The paper ‘Machine-learning-based monitoring and optimization of processing parameters in 3D printing’ (Tamir et al. 2022) proposes both open-loop and closed-loop machine learning models, which are integrated to monitor the impact of processing parameters on the quality of printed parts. Initially, an open-loop classification model is created by utilizing experimental 3D printing data to capture the correlation between processing parameters and printed part properties. Subsequently, a closed-loop control algorithm is developed, which combines the open-loop machine learning models with a fuzzy inference system to generate optimized processing parameters aimed at enhancing the quality of printed part properties.

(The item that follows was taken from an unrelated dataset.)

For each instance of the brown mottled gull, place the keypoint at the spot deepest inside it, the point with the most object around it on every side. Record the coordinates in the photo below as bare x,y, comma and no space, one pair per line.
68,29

The paper ‘Topology optimization of the vibrating structure for fused deposition modelling of parts considering a hybrid deposition path pattern’ (Guo, Ahmad, and Yongsheng 2022) introduces a novel concurrent topology optimization technique that aims to maximize the natural frequency of Fused Deposition Modelling parts, which are printed using a Hybrid Deposition Path (HDP) pattern. The proposed algorithm simultaneously optimizes both the structure’s shape and the raster directions of the substrate domain, utilizing the solid orthotropic materials with penalization (SOMP) method along with double layers of smoothing and projection (DSP).

The paper “Data-driven surrogate modelling of residual stresses in Laser Powder-Bed Fusion” (Lestandi et al. 2023) investigates using different machine learning models (i.e., multilayer perceptron (MLP), convolutional neural network (CNN) based on the U-Net architecture, and interpolation-based method based on mapping geometries onto a reference) for predicting the residual stress of parts fabricated by Laser Powder-Bed Fusion.

We would like to express our gratitude to the reviewers who provided valuable feedback and suggestions for improving the papers published in this special issue. Moreover, we extend our thanks to all the contributors who made the publication of this special issue possible. We would like to acknowledge the support of Professor Stephen T Newman, Editor-in-Chief of the International Journal of Computer Integrated Manufacturing, Professor Aydin Nassehi, Senior Editor, and Dr. Ray Zhong, Associate Editor, without which this publication would not have been possible. We sincerely hope this special issue will serve as a bridge between the academic community and practitioners, promoting the advancement of additive manufacturing using machine learning in the future.

Disclosure statement

No potential conflict of interest was reported by the author(s).